Thesis

I defended my thesis, Characterization of the singing voice from polyphonic recordings, on January 10, 2011.

abstract
audio demo (less than a minute!)

Abstract

In order to study the singing voice, researchers have traditionally relied upon lab-based experiments and/or simplified models. Neither of these methods can reasonably be expected to always capture the essence of true performances in environmentally valid settings. Unfortunately, true performances are generally much more difficult to work with because they lack precisely the controls that lab setups and artificial models afford. In particular, true performances are generally polyphonic, making it much more difficult to analyze individual voices than if the voices can be studied in isolation.

This thesis approaches the problem of polyphony head on, using a time-aligned electronic score to guide estimation of the vocal line characteristics. First, the exact fundamental frequency track for the voice is estimated using the score notes as guides. Next, the harmonic strengths are estimated using the fundamental frequency information. Third, estimates in notes are automatically validated or discarded based on characteristics of the frequency tracks. Lastly, good harmonic estimates are smoothed across time in order to improve the harmonic strength estimates.

These final harmonic estimates, along with the fundamental frequency track estimates, parameterize the essential characteristics of what we hear in singers' voices. To explore the potential power of this parameterization, the algorithms are applied to a real data set consisting of five sopranos singing six arias. Vowel modification and evidence for the singer's formant are explored.

Audio demos from my work

As mentioned in the abstract, my thesis starts with a polyphonic recording, such as:

polyphonic recording

and a time-aligned midi file for the singer:

synthesized aligned midi

Using the aligned midi file as a guide, the algorithm searches for the exact frequency the soprano is singing at any given time:

synthesized frequency track

The harmonic strengths of the singer's voice are then estimated:

synthesized singer's voice

As you can hear, there's definitely some noise in both the frequency estimates and the harmonic strength estimates.
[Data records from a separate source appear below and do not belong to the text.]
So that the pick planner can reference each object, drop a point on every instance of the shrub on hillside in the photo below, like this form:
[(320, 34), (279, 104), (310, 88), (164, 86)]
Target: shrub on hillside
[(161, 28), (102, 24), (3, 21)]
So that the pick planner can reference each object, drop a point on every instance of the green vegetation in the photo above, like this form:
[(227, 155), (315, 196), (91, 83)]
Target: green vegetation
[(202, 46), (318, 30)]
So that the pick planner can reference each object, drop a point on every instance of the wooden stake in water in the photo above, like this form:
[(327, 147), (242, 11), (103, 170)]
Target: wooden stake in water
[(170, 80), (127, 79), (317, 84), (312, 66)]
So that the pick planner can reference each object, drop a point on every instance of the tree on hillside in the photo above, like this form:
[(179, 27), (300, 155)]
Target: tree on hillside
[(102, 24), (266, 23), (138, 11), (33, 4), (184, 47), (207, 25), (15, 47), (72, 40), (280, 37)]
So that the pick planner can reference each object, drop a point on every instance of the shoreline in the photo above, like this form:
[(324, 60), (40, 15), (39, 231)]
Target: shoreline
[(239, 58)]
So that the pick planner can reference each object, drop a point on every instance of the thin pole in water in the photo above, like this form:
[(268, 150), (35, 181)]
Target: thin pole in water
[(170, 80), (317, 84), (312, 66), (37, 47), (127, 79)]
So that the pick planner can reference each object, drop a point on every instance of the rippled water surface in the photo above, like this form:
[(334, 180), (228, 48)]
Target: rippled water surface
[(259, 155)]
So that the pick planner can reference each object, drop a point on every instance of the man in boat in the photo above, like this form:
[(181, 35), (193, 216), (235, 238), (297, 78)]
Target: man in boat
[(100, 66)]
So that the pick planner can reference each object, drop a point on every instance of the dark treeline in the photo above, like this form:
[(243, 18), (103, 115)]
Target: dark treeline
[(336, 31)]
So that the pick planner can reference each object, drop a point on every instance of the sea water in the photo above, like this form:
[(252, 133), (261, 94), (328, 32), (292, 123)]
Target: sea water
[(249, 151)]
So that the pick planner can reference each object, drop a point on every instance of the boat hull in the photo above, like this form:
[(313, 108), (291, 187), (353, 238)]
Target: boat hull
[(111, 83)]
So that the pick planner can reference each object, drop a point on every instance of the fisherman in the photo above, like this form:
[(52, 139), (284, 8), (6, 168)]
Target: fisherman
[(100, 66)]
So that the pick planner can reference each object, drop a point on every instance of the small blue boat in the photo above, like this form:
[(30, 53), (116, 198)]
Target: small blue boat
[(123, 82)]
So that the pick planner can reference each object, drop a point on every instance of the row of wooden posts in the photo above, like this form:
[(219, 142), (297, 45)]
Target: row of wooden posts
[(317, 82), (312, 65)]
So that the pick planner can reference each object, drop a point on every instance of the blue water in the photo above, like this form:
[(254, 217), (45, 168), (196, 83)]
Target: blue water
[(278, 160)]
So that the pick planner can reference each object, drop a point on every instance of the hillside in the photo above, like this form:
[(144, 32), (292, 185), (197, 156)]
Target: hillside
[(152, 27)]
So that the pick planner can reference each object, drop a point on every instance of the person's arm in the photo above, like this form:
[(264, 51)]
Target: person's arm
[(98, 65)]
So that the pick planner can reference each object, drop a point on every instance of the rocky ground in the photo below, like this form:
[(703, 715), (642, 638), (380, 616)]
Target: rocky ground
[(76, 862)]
The sustained, loud notes seem to be estimated better than some of the shorter, quieter notes. My thesis outlines a way of finding these particularly well captured notes and then smoothing them further to remove noise and get a clean estimate for the characteristics of the vowel being sung. For this next synthesis, I have replaced the vowels in glory ("The sun whose rays are all ablaze with ever living glory ...") and 'o' in story ("... does not deny his majesty, he scorns to tell a story.") with the smoothed estimates. You have may difficulty hearing the difference without headphones, but the smoothing does make quite a bit of difference to the underlying data.
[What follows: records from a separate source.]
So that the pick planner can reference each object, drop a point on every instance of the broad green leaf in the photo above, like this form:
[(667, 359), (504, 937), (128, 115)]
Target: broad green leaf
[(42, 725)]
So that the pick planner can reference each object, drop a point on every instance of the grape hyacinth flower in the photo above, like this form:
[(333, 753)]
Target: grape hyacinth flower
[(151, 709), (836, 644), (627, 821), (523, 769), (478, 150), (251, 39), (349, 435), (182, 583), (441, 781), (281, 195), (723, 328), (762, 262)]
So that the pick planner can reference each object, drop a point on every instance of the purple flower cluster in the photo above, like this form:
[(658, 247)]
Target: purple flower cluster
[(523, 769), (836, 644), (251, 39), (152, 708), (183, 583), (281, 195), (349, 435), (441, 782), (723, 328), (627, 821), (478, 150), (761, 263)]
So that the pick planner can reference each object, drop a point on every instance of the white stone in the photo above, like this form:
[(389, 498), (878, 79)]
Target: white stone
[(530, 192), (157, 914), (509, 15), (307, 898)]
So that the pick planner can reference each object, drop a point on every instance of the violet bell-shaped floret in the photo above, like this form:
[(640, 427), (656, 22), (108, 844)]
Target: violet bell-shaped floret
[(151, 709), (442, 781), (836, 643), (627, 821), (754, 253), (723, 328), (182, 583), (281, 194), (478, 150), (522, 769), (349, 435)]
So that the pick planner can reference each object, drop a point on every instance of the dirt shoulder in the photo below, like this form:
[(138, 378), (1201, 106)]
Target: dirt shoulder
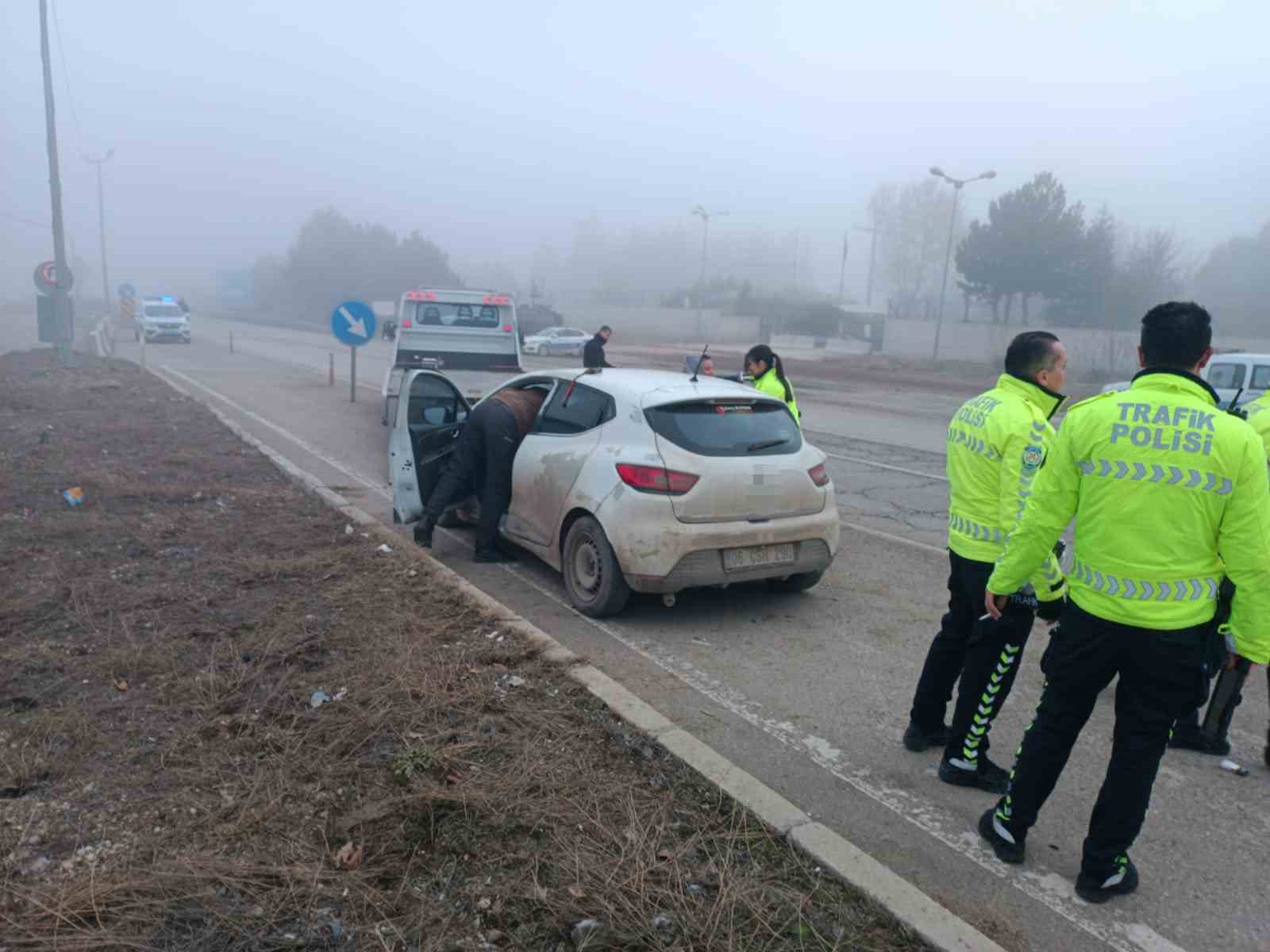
[(229, 723)]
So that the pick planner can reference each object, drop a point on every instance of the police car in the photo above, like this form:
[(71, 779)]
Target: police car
[(162, 319), (1232, 374)]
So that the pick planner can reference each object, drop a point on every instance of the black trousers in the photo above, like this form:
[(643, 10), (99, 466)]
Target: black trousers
[(984, 654), (1161, 678), (483, 461)]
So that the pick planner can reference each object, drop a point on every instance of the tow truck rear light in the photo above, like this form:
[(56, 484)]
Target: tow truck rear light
[(657, 479)]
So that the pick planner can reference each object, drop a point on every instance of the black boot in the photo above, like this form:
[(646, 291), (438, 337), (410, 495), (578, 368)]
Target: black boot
[(423, 531), (984, 774), (918, 739), (1103, 886), (1187, 736)]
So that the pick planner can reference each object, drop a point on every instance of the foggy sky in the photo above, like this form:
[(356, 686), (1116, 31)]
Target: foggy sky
[(495, 126)]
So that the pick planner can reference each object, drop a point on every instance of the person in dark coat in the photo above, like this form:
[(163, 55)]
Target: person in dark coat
[(594, 353), (483, 459)]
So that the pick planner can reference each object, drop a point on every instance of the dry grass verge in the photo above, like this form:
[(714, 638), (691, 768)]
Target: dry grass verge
[(168, 784)]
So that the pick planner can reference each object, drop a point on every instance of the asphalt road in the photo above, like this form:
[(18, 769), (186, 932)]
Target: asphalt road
[(810, 693)]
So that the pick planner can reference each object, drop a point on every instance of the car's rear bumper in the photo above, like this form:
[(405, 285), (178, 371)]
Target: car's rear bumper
[(705, 568), (660, 554)]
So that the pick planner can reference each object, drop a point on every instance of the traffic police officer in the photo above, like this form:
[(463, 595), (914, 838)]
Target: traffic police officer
[(996, 446), (1160, 482), (1259, 416)]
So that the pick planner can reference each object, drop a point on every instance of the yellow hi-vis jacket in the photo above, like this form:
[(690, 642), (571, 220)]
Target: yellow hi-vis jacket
[(1160, 482), (1259, 416), (772, 384), (996, 446)]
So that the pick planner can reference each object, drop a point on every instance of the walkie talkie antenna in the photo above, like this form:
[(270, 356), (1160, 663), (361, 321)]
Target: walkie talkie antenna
[(700, 361)]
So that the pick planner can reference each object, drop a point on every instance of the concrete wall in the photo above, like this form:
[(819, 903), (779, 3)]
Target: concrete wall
[(1090, 352), (662, 325)]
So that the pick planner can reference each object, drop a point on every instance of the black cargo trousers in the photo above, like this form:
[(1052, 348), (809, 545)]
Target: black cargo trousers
[(984, 654), (482, 461), (1161, 678)]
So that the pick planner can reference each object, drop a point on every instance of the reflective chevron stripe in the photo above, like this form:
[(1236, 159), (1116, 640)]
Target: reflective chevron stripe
[(1142, 589), (976, 444), (976, 531), (982, 720), (1203, 480)]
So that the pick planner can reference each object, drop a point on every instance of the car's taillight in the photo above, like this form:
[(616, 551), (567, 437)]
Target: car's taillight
[(657, 479)]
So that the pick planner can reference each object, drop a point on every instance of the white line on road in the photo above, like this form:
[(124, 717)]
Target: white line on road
[(1047, 888), (311, 450), (886, 466), (879, 533)]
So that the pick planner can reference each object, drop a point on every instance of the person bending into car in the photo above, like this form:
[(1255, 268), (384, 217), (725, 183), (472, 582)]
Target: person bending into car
[(594, 353), (483, 459)]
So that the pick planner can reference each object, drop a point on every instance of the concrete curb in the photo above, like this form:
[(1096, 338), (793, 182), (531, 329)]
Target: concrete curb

synthesized singer's voice with smoothed harmonics

So that, in a nutshell, is my thesis. These smoothed vowels can be characterized very nicely with a few parameters, which means they can be used to compare different vowels, the same vowel on different pitches, and the same vowel sung by different singers. For example, the following image shows the harmonic gains (red stars) for the vowel "AA" (as in father) calculated from multiple notes sung by the soprano lead in a recording of H.M.S. Pinafore (this is figure 9.2 in my thesis):
vowel AA harmonic gains example

What makes this particularly cool is that all this information is coming from polyphonic recording, which hasn't really been done before.